Competence in evaluating for an AAA is a core emergency ultrasound application as outlined by the 2008 American College of Emergency Physicians Policy Statement on Emergency Ultrasound. Studies demonstrate that emergency physicians are able to perform bedside ultrasound of the abdominal aorta with a high sensitivity and specificity for an abdominal aortic aneurysm.
Clinical Indications for Performing An Aortic Ultrasound Exam
The main indication for bedside aortic ultrasound examination is the rapid identification an AAA.

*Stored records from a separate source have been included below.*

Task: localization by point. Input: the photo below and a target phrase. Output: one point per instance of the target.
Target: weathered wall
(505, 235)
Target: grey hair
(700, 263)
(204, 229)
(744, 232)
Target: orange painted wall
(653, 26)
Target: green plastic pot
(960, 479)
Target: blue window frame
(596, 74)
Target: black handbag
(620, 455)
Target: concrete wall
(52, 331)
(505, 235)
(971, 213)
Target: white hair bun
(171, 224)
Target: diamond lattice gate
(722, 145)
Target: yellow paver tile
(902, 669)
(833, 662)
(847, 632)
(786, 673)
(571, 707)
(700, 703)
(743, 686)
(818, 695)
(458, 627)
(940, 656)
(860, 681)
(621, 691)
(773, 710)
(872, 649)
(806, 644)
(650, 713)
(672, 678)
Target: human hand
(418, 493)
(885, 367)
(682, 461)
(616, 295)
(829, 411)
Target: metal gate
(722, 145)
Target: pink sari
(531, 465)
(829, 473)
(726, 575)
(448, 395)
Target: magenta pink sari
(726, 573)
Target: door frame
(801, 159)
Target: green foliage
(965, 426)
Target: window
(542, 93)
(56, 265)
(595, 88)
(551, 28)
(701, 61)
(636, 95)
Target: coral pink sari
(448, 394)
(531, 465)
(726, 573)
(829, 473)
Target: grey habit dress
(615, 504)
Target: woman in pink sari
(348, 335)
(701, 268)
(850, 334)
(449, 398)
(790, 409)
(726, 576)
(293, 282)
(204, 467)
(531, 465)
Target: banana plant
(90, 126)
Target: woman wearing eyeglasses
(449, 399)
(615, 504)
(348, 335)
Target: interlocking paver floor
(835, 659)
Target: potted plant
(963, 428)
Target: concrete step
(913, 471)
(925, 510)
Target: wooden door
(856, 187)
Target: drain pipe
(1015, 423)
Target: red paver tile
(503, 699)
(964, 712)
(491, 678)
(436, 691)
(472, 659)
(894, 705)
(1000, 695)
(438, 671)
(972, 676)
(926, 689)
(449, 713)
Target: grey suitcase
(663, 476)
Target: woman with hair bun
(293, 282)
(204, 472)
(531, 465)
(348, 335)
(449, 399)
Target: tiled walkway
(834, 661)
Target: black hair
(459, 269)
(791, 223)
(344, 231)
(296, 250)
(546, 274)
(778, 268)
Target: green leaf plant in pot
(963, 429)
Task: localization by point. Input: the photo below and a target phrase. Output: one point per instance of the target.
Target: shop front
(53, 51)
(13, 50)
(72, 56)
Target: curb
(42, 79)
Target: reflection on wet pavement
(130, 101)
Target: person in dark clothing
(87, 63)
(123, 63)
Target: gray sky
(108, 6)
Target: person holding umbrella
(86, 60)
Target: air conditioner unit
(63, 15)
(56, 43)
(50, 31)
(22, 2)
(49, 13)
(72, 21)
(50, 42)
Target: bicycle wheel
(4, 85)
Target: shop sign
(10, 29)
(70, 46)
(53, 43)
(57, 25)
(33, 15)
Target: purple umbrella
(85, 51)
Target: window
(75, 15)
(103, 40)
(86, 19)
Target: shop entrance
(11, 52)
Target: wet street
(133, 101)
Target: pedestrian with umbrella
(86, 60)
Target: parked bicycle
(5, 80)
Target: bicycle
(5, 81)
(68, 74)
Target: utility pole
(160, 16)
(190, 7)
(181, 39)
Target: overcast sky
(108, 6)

Patients older than 50 years with the classic presentation of abdominal, back, or flank pain, a pulsatile abdominal mass, and hypotension should have a bedside aortic ultrasound examination.

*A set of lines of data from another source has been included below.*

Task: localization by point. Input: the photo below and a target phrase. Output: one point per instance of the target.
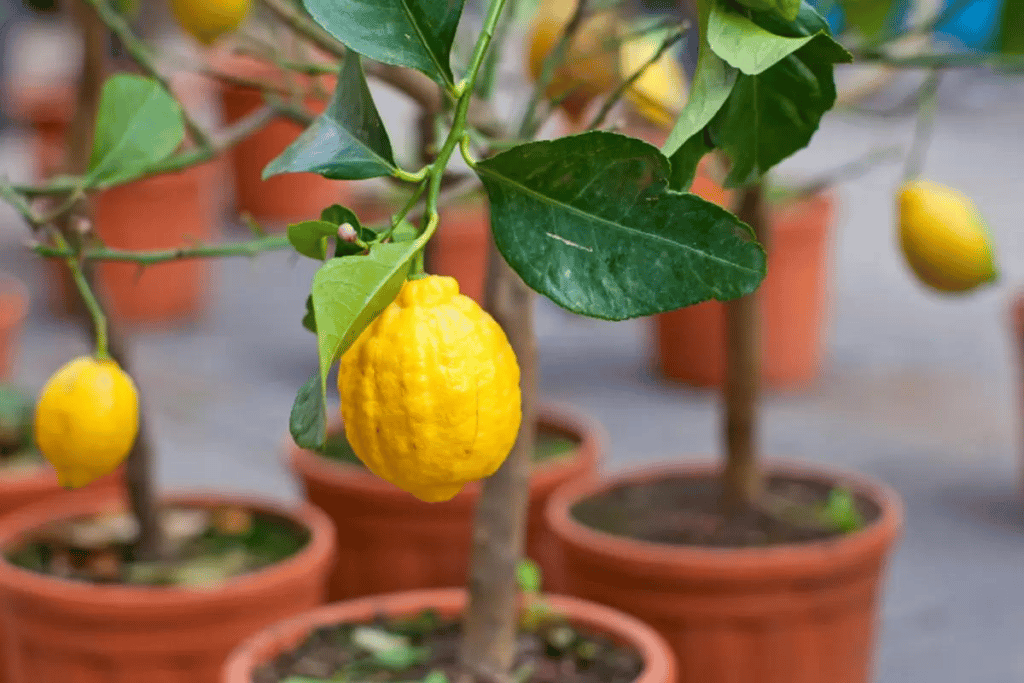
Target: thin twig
(923, 128)
(241, 249)
(555, 57)
(617, 93)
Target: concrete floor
(918, 390)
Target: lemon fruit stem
(95, 310)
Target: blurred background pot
(589, 617)
(283, 199)
(381, 527)
(792, 612)
(13, 308)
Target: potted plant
(172, 583)
(13, 308)
(381, 526)
(244, 84)
(736, 559)
(614, 647)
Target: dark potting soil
(550, 444)
(425, 649)
(687, 512)
(207, 547)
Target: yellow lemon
(591, 63)
(430, 391)
(208, 19)
(86, 420)
(659, 93)
(943, 238)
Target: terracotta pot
(13, 308)
(160, 212)
(459, 249)
(280, 638)
(47, 109)
(381, 527)
(690, 341)
(283, 199)
(796, 613)
(1017, 344)
(82, 633)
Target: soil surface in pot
(205, 547)
(425, 648)
(687, 511)
(550, 444)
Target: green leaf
(841, 511)
(347, 141)
(868, 17)
(713, 81)
(771, 115)
(1011, 40)
(417, 34)
(308, 419)
(527, 575)
(310, 238)
(686, 159)
(589, 221)
(138, 124)
(309, 319)
(745, 45)
(349, 292)
(787, 9)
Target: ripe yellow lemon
(86, 420)
(430, 391)
(206, 20)
(659, 93)
(590, 68)
(943, 238)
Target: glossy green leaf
(743, 44)
(787, 9)
(347, 141)
(307, 422)
(309, 319)
(311, 238)
(417, 34)
(712, 84)
(868, 17)
(1011, 36)
(348, 293)
(771, 115)
(138, 124)
(589, 221)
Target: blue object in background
(976, 26)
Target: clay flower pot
(280, 638)
(459, 248)
(77, 632)
(47, 109)
(690, 342)
(283, 199)
(162, 212)
(787, 613)
(13, 307)
(381, 527)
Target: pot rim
(13, 289)
(593, 443)
(33, 517)
(656, 655)
(796, 559)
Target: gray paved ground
(918, 390)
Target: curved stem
(95, 310)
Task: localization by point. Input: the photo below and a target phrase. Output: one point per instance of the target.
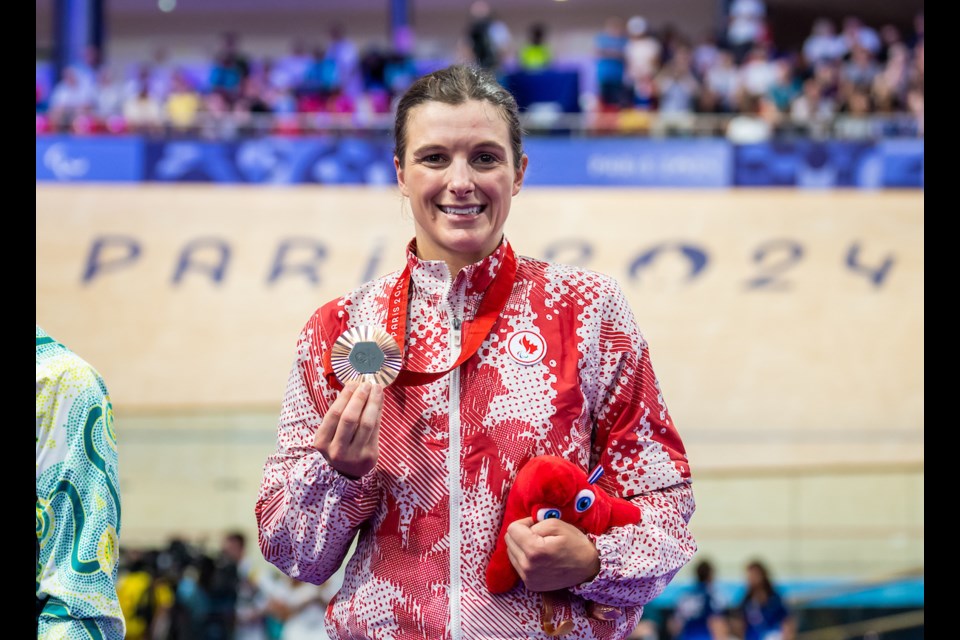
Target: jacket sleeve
(78, 506)
(644, 461)
(307, 513)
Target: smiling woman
(503, 358)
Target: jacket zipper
(453, 480)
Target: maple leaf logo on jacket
(526, 347)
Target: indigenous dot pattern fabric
(78, 499)
(592, 398)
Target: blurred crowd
(187, 592)
(848, 80)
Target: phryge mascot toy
(549, 486)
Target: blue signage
(65, 158)
(629, 162)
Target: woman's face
(460, 178)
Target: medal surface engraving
(366, 354)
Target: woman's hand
(349, 434)
(551, 554)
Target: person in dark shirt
(763, 614)
(701, 612)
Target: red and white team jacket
(564, 371)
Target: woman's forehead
(434, 119)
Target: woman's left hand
(551, 554)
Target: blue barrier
(819, 594)
(76, 159)
(615, 162)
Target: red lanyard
(492, 304)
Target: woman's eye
(546, 513)
(584, 499)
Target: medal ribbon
(491, 305)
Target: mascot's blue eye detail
(547, 513)
(584, 500)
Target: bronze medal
(366, 354)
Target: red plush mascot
(552, 487)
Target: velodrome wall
(786, 327)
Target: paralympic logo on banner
(62, 166)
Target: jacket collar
(433, 276)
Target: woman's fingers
(348, 435)
(368, 430)
(350, 418)
(331, 419)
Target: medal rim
(340, 352)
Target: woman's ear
(521, 171)
(400, 181)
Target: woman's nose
(460, 179)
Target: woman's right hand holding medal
(349, 434)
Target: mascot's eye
(584, 500)
(547, 513)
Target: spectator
(143, 113)
(763, 615)
(288, 71)
(230, 68)
(756, 121)
(159, 74)
(723, 80)
(253, 589)
(319, 81)
(757, 73)
(890, 84)
(705, 53)
(854, 119)
(677, 91)
(135, 592)
(535, 54)
(917, 36)
(302, 607)
(890, 37)
(610, 64)
(110, 95)
(786, 85)
(69, 98)
(183, 103)
(811, 111)
(641, 52)
(855, 33)
(746, 27)
(193, 600)
(488, 38)
(915, 106)
(860, 70)
(701, 612)
(342, 54)
(88, 66)
(823, 43)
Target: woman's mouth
(471, 210)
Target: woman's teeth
(461, 211)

Pain can be referred to the scrotum, buttocks, thighs, shoulders, or chest, and many patients are misdiagnosed with renal colic, diverticulitis, or musculoskeletal pain. Any patient with unexplained hypotension, dizziness, or syncope should have a bedside aortic ultrasound.
Also consider that patients presenting in cardiac arrest may have a ruptured AAA. Patients with pulseless electrical activity may be in a state of severe hypotension that could be reversed if the cause is rapidly identified and aggressively treated.
Performing an Abdominal Aorta Ultrasound
Patient positioning: Place the patient in the supine position. When bowel gas or adipose tissue prevents adequate visualization, the patient can be placed in the lateral decubitus position. Consider bending the patient’s knees to decrease tension on the rectus muscles.
Anatomic landmarks: The abdominal aorta is a retroperitoneal structure beginning at the aortic hiatus of the diaphragm and then coursing anterior to the vertebral spine before dividing into the iliac arteries. The inferior vena cava (IVC) runs along the right side of the aorta, and sonographically the two structures must be distinguished from each other.
The IVC is thin walled, varies in size with respiration, and may be flattened with minimal pressure by an ultrasound probe. The aorta does not change in size with respiration and is non-compressible, thick-walled, and pulsatile.